Meteorites can fall at any time, anywhere. Your own back garden stands as much chance of being hit by a meteorite as any other place on the globe. Tons of meteoritic material falls to Earth each year, and most of it is never found.
Sometimes, man-made objects such as cars and houses take a direct hit – then it becomes a whole lot easier to find the meteorite! Last year, I visited a home in Chicago where a 2.5 kilogram meteorite had fallen through the roof just days earlier. It crashed through the attic, destroying a thick wooden support joist along the way, then smashed through a bedroom ceiling, breaking the window and mirrored wardrobe doors as it bounced off walls around the room.
The damage was astonishing. The 14-year-old boy, asleep in the room, escaped injury from the falling stone by less than three feet.
Near disaster was quickly turned into an unexpected windfall, as the homeowner sold pieces of the meteorite, as well as "wreckage" from the bedroom, to visiting meteorite hunters, scientists and collectors.

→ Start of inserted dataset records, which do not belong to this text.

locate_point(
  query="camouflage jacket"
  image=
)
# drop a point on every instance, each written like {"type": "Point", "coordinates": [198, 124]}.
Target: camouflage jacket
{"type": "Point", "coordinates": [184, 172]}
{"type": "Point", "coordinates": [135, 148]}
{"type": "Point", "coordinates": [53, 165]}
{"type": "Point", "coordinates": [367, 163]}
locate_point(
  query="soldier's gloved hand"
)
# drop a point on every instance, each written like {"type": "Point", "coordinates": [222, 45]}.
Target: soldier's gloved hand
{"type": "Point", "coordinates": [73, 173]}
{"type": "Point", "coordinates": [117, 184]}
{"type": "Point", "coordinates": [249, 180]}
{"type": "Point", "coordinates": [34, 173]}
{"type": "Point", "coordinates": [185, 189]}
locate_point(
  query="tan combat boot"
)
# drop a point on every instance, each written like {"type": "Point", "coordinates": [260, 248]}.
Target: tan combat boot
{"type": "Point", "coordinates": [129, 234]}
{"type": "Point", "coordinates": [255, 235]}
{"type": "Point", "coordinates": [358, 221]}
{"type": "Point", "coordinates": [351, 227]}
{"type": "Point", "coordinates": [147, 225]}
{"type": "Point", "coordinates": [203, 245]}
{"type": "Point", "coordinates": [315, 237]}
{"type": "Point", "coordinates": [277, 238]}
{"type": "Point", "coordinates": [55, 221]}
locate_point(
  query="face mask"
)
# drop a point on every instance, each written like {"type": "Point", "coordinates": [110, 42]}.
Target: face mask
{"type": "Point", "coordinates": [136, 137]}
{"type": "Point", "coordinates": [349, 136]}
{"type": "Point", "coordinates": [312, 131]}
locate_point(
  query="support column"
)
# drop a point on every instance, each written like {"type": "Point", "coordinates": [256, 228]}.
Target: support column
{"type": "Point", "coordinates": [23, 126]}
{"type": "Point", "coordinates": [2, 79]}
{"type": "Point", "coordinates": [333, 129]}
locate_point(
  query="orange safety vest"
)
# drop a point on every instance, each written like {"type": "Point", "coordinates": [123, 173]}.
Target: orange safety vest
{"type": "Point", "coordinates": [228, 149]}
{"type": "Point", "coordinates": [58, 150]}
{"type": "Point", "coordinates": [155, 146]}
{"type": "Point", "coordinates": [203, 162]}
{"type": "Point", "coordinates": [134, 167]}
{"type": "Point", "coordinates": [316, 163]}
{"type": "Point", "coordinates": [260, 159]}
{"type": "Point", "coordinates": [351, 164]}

Most people have seen "shooting stars" racing across a clear night sky, producing a very brief, bright trail of light that's all over and finished within a blink of an eye. These shooting stars are actually dust grain sized meteors. They burn up completely which means nothing ever reaches the ground. Larger, bright meteors are usually fragments and splinters of mountainous asteroids, orbiting around the Sun between Mars and Jupiter. When two asteroids collide, pieces of asteroid material can be sent out into wild orbits, some of which may then cross the orbit of our Earth. If these fragments are big enough to avoid being burned-up, they can make it all the way to the ground: landing as a meteorite.